Kashmiri Gate

By on January 20, 2014

Though time passes, it leaves behind traces of memories.

Walking into Kashmere Gate Metro Station, I realise that with an infrastructure of five floors and links with three other Metro lines, the station is one of the biggest Delhi Metro stations. Every time a train stops, people come out in herds and get lost in the crowd.

What is now a huge building with some of the latest technology installed was once a gate with herds of elephants, horses and soldiers thumping their feet and entering through it.

Emperor Shah Jahan, a descendant of Timur Shah, built Shaher Shahjahanabad, a town with 14 gates. Located on the northern side and facing Kashmir, this gate was the Shumali (north) gate and called the Kashmere Gate. All the other gates in the town were named similarly.

Kashmere Gate has a very significant place in the history of Old Delhi. During the great revolution of 1857, cannon balls landed on this gate and the ornaments adorning it were damaged. Since then, the gate has been preserved in that condition.

Between the two arches, placed adjacent to each other for entry and exit, is a big boulder, which reads, “On the 14th September, 1857, the British force stormed Delhi. It was after sunrise on Thursday that this under mentioned party advancing from Ludlow Castle in the face of a heavy fire and crossing the bridge which had been almost totally destroyed, lodged powder bags against and blew in the right leaf of the gate.” This quote is followed by a list of people who were wounded or killed during the revolution.

The memorial was placed here as tribute to these gallant soldiers by General Lord Napier of Magdala Colonel Royal Engineers and Commander-in Chief in India in 1876.

Walking out of Kashmere Gate, one can see the famous Ritz Cinema Hall.

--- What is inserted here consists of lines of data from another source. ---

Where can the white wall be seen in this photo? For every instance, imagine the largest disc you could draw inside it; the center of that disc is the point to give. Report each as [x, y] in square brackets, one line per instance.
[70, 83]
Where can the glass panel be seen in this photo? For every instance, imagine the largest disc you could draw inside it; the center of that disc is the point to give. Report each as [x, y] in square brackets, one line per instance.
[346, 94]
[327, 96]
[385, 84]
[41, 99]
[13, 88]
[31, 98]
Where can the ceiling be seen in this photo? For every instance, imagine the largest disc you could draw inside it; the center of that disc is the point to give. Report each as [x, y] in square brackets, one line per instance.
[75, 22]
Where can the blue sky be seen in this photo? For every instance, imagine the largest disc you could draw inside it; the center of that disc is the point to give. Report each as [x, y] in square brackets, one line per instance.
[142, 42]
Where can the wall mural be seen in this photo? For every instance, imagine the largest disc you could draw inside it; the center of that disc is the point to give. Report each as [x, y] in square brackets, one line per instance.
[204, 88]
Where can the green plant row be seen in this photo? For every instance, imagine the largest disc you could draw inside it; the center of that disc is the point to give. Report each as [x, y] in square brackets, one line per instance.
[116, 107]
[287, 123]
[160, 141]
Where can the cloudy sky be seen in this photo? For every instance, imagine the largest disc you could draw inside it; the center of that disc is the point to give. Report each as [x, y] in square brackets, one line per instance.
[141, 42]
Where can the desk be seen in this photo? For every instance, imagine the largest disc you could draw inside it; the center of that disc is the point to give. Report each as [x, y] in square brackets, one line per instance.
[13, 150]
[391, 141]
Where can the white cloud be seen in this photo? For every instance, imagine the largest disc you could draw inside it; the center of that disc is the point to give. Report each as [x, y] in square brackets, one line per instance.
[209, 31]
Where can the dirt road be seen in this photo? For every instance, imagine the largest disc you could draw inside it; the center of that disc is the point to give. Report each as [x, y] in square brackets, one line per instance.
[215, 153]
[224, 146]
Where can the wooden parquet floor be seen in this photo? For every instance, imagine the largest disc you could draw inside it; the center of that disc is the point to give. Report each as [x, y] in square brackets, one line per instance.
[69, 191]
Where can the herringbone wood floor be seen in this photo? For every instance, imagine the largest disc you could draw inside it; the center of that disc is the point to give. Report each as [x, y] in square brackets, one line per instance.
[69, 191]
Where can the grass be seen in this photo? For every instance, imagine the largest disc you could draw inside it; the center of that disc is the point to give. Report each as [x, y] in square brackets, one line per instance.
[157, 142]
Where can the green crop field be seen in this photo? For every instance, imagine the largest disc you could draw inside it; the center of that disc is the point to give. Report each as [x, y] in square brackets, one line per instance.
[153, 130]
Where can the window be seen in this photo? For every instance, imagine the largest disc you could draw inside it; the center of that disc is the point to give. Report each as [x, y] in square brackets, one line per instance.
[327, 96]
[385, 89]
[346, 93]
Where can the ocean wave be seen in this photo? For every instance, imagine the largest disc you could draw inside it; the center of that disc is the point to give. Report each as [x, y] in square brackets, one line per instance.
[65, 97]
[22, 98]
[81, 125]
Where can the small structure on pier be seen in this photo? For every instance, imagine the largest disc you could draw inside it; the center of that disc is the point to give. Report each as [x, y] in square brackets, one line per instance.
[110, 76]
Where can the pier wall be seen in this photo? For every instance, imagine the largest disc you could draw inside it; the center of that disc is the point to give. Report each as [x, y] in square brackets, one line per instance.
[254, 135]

On the road parallel to it is the district court, Urdu Academy and Sindhi Academy.

The road in front of Kashmere Gate, which goes into the main town, is known as Luthiyan Road. During British rule, the area was full of shops of European traders but it has now transformed into a wholesale market of auto motor parts, with big showrooms of Ashok Leyland, Honda and Yamaha automobile companies. While the roads seem quite narrow and congested in this area, they actually aren’t. On Sunday, when there are no hawkers or vehicle parked on the side of the road or shops encroaching upon the road, one can notice the actual width of the road.

Moving forward on Luthiyan Road opposite Kashmere Gate, one can see a huge shop of leather, ‘Verma Leathers’. Parallel to it is a lane, which goes inwards and is known as Nicolson Road. On the right hand side of this road, one can see remains of an old wall, along a row of illegal shops On the left of it is a big gate, which enters into Sultan Singh Building from where a number of businesses operate. A lane next to it goes through Lothian to St. James’ Church. On this road, there was once a the Hindu College. It was, in fact, a big kothi, which was owned by a Mr. Skinner. Lala Sultan Singh bought this building from him and turned it into a college. Later, the Hindu College was moved to the North Campus, and now several government offices like the Municipal Corporation of Delhi, Delhi Khadi, Gram Udyog Board offices operate from this building.